2,345 small businesses changed hands in Q1 2026 for a combined transaction value of $2 billion, according to BizBuySell quarterly Insight Report. Both figures mark record highs for a first quarter, reflecting sustained demand from individual buyers, search funds, and small private equity groups targeting sub-$5M deals.
The median sale price reached $350,000, a 13% increase from Q1 2025. Price appreciation was broad-based across sectors, but manufacturing transactions led with a 16% volume increase -- driven partly by reshoring trends that raised the strategic value of domestic production assets.
Restaurant and food service transactions declined in volume despite stable pricing, as buyer appetite shifted toward asset-light service businesses with recurring revenue characteristics. Software, professional services, and home services continued to command the strongest multiples relative to seller discretionary earnings.

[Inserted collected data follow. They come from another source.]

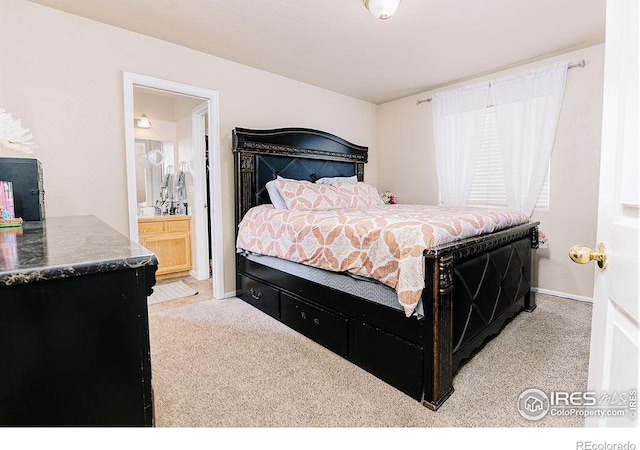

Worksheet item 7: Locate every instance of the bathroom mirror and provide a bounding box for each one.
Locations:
[134,139,175,207]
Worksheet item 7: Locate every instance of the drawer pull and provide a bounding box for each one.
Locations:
[313,318,320,326]
[250,288,262,300]
[301,311,307,319]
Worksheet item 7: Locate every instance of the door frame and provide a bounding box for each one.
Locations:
[123,72,225,300]
[189,102,210,281]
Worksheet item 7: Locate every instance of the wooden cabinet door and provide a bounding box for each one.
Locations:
[140,232,191,276]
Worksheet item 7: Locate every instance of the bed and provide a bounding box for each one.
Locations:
[233,127,539,410]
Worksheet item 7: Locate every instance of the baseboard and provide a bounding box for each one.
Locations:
[188,269,210,281]
[221,290,237,299]
[532,287,593,303]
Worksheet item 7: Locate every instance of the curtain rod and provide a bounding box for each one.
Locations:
[415,59,586,105]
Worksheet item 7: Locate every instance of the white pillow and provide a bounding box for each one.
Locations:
[315,175,358,185]
[266,179,288,209]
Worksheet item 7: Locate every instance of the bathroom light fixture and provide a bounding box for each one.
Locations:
[137,113,151,129]
[363,0,402,20]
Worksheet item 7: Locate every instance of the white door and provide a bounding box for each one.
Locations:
[579,0,639,428]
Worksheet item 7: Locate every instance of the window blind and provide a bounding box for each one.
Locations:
[466,107,549,209]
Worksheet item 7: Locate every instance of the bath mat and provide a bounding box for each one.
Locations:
[148,281,198,305]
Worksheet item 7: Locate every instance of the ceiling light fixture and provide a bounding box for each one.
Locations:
[136,113,151,129]
[363,0,402,20]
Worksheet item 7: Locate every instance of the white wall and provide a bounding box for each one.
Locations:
[377,44,605,299]
[1,0,599,299]
[0,0,377,296]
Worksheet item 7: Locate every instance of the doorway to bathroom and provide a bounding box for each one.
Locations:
[123,73,224,299]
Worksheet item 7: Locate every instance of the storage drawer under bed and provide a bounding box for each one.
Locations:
[238,274,280,319]
[352,321,424,401]
[280,292,349,357]
[238,270,424,402]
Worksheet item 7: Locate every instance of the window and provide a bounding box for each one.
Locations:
[466,107,550,209]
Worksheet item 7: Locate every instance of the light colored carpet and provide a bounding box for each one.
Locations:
[148,294,592,427]
[148,281,198,305]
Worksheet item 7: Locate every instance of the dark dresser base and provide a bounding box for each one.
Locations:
[0,267,155,426]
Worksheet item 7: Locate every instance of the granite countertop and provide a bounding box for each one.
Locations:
[0,215,158,287]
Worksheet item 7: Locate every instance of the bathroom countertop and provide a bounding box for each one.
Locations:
[137,214,190,221]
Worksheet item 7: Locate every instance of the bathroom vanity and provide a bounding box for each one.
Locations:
[138,215,192,278]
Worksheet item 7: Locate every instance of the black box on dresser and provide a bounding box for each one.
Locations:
[0,157,45,221]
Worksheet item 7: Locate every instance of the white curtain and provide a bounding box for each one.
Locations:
[491,62,568,216]
[432,83,490,206]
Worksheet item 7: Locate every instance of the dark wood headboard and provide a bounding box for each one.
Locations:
[232,127,368,225]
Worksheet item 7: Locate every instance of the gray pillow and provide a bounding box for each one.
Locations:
[315,175,358,185]
[266,179,288,209]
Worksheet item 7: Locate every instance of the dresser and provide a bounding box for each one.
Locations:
[138,215,192,278]
[0,216,157,426]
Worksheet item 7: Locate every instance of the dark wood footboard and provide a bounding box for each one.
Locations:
[422,224,538,409]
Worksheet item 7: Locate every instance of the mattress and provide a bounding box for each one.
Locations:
[241,251,424,318]
[236,203,529,316]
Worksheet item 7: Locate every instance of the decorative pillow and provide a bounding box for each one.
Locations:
[265,180,288,209]
[333,182,384,208]
[275,179,348,211]
[315,175,358,185]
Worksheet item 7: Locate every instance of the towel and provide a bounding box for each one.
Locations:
[176,171,186,201]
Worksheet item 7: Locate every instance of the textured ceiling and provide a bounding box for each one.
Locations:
[27,0,606,104]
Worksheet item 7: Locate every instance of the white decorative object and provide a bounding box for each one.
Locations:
[0,109,36,153]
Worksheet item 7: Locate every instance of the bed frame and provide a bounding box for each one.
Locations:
[232,127,539,410]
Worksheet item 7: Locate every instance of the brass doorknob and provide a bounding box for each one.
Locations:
[569,242,607,268]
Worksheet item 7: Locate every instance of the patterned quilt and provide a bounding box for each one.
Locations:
[236,204,529,316]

Seller inventory remains below buyer demand levels in most markets. Brokers report that well-prepared listings -- those with three years of clean financials, documented processes, and reduced owner dependency -- close in under 90 days in most metropolitan markets. Listings that lack documentation take an average of 180 days or longer.
Search engine visibility is becoming a primary competitive factor for brokers generating buyer leads. Brokers ranked on page one for location-specific and business-type-specific search terms are capturing the majority of inbound buyer inquiries in their markets, according to traffic analysis from top-performing broker websites.